Recolonisation des massifs après contrôle biologique

Dans toute opération de lutte biologique contre une plante invasive, le suivi de la recolonisation des massifs doit être mené sur plusieurs années pour évaluer de l’impact. Une fois la plante ciblée limitée voire éliminée par l'agent de contrôle, l'espace libéré peut en effet être occupé par un ensemble de plantes indigènes et/ou de plantes exotiques.

Le contrôle biologique des massifs de R. alceifolius par C. janthina conduit à une défoliation plus ou moins importante et ainsi à une ouverture du couvert auparavant formé par R. alceifolius, en offrant la possibilité à d'autres espèces de s'installer au sein des massifs. Ces espèces sont recrutées parmi les espèces présentes localement, indigènes ou exotiques.
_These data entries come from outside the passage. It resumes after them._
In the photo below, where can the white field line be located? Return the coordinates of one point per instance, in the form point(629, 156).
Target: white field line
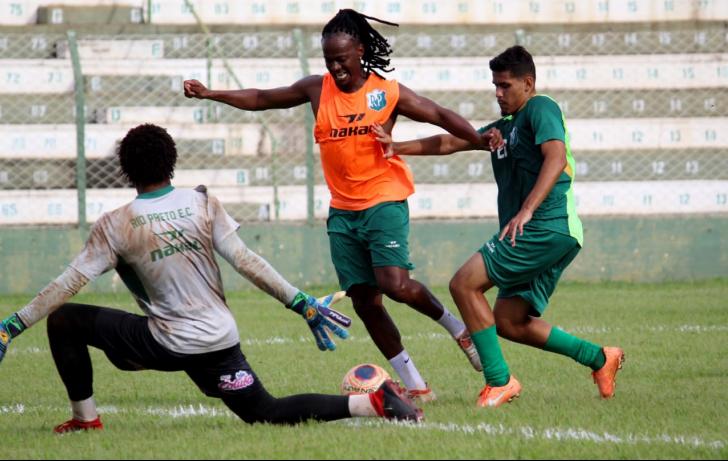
point(559, 434)
point(279, 340)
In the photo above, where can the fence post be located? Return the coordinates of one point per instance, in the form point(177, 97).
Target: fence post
point(308, 123)
point(78, 89)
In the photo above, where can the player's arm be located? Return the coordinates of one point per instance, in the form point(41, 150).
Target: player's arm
point(554, 153)
point(257, 270)
point(422, 109)
point(95, 259)
point(256, 99)
point(443, 144)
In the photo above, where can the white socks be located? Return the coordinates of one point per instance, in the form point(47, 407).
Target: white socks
point(84, 410)
point(451, 323)
point(405, 368)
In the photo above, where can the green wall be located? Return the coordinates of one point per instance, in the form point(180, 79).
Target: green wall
point(616, 249)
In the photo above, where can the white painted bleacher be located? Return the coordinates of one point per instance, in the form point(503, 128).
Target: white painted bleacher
point(139, 57)
point(25, 12)
point(20, 12)
point(700, 70)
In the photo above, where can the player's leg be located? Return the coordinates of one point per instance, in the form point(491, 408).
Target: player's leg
point(124, 337)
point(69, 331)
point(386, 228)
point(367, 302)
point(467, 287)
point(352, 261)
point(519, 308)
point(227, 375)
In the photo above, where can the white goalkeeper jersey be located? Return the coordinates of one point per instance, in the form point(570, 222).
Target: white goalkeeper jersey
point(162, 245)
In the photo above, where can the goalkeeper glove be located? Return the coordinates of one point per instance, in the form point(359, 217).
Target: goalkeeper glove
point(319, 318)
point(9, 329)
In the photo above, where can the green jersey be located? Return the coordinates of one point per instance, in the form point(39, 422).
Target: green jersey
point(516, 167)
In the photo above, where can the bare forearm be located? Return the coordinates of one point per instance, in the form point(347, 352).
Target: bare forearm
point(459, 127)
point(442, 144)
point(242, 99)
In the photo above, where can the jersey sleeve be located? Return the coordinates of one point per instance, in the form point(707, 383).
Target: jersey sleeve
point(98, 255)
point(487, 127)
point(546, 120)
point(222, 223)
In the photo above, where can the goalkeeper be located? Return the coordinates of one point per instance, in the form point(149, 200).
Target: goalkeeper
point(161, 244)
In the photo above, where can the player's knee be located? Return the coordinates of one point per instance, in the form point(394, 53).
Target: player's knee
point(507, 328)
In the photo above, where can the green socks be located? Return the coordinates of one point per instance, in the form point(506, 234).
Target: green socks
point(495, 368)
point(13, 325)
point(584, 352)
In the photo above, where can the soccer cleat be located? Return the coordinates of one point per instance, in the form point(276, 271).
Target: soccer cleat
point(467, 346)
point(491, 396)
point(606, 377)
point(390, 401)
point(74, 425)
point(421, 395)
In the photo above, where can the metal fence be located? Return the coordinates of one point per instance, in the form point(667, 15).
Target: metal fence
point(646, 106)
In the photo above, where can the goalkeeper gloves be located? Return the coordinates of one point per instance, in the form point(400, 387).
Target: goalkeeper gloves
point(9, 329)
point(319, 318)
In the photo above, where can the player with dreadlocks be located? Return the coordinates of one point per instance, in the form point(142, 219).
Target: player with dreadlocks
point(368, 222)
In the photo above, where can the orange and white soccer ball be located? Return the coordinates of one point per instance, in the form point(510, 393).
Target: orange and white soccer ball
point(363, 379)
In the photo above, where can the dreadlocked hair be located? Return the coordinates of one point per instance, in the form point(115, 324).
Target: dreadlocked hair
point(355, 24)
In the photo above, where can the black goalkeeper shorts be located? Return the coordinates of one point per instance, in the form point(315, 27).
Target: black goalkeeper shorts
point(129, 345)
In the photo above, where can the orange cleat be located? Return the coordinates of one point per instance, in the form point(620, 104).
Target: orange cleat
point(606, 377)
point(496, 396)
point(420, 396)
point(74, 425)
point(467, 346)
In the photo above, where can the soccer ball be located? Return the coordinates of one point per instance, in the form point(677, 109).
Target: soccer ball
point(364, 378)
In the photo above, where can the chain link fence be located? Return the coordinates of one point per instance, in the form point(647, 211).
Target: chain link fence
point(646, 105)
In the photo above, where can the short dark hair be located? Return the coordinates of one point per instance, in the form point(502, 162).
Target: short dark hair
point(516, 60)
point(355, 24)
point(147, 155)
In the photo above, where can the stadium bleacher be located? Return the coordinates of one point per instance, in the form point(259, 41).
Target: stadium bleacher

Des suivis de la recolonisation dans des trouées forestières de la forêt de Mare Longue dans le cœur du Parc National des Hauts de La Réunion, sont effectués annuellement depuis l’été austral 2009-2010. Dans l’ensemble, on observe une augmentation de la richesse spécifique (nombre d’espèces végétales) au sein des trouées suivies, à la fois en espèces indigènes et en espèces exotiques, avec un niveau de recouvrement en espèces indigènes en progression. Les massifs peu envahis par d’autres espèces exotiques présentent une opportunité pour la régénération d’espèces indigènes (jusqu’à 45 espèces indigènes dans les trouées forestières de Takamaka).

Les réponses de l’environnement face à des perturbations comme l’élimination progressive des massifs de R. alceifolius, se font sur des pas de temps de plusieurs années, voire de décennies. Aussi, au stade actuel des études, il est encore trop tôt pour dire si les trouées envahies par R. alceifolius dans les forêts primaires seront entièrement recolonisées par des espèces indigènes. Dans tous les cas, à savoir dans les milieux perturbés et anthropisés (bords de champs, de route, etc...) ou dans les milieux plus conservés (forêts primaires), les espèces végétales prenant la place des massifs de R. alceifolius sont des espèces déjà présentes autour de ces massifs.